PEGylation and bioactive modification of pancreatic islet surfaces to enhance graft survival in cell therapy for Type I Diabetes

Islet transplantation is a promising therapy for Type 1 Diabetes Mellitus (T1DM), an autoimmune disease characterized by the destruction of the insulin producing beta cells pivotal to regulation of blood glucose. Despite vigorous and often injurious systemic immunosuppression, host inflammatory and immune responses lead to islet dysfunction and destruction over time. PEGylation, the grafting of poly(ethylene glycol) (PEG) to the periphery of cells or cell clusters, has the potential to mitigate inflammation and immune recognition via generation of a steric barrier. While explored as a plausible immunoprotective barrier in previous studies, this dissertation seeks to fully characterize the impact of an optimized PEG grafting procedure on long-term engraftment, as well as explore its potential to boost the efficacy of systemic immunosuppression.
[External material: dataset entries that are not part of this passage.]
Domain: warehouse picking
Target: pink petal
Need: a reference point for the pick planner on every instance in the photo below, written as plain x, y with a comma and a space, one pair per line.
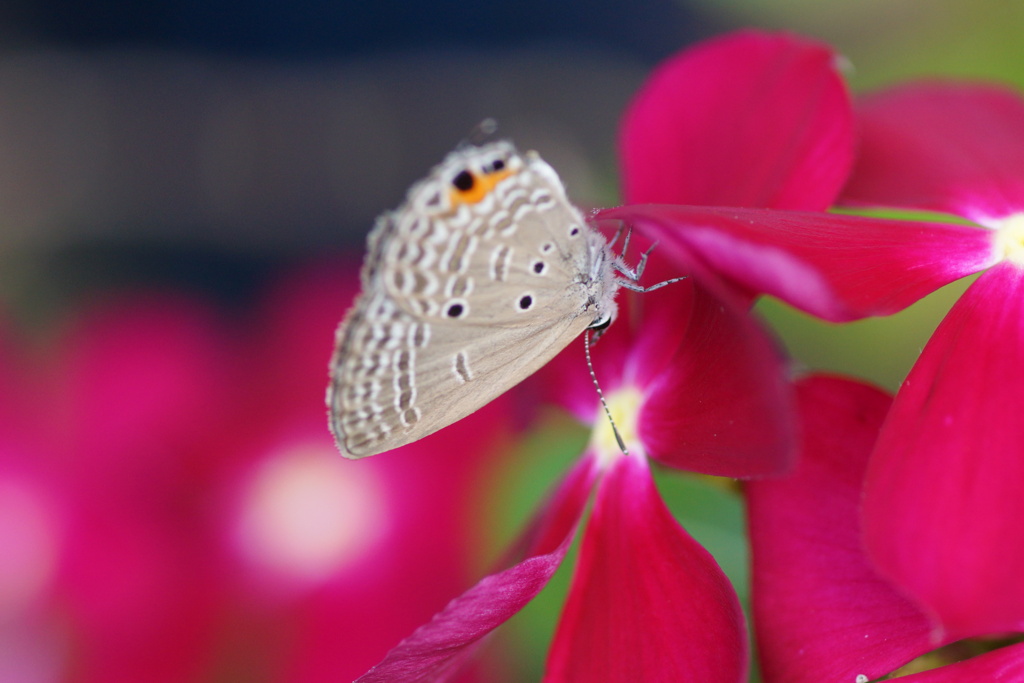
647, 602
436, 649
1003, 666
943, 500
834, 266
821, 611
943, 146
750, 119
717, 398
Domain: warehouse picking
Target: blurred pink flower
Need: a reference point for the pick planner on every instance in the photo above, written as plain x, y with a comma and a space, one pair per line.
821, 609
172, 506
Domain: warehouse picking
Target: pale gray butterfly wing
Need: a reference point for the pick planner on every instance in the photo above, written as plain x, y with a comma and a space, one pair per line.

The effect of PEGylation on the survival of islet allografts was assessed in both murine and non-human primate (NHP) models of transplantation. Further, the potential of Staudinger ligation for tethering bioactive conjugates to confer immunomodulatory function was screened. The aim of this work was to determine the potential of and mechanism by which PEG protects islet allografts from the host immune response and establish the feasibility of incorporating bioactive motifs onto surfaces to further enhance graft survival.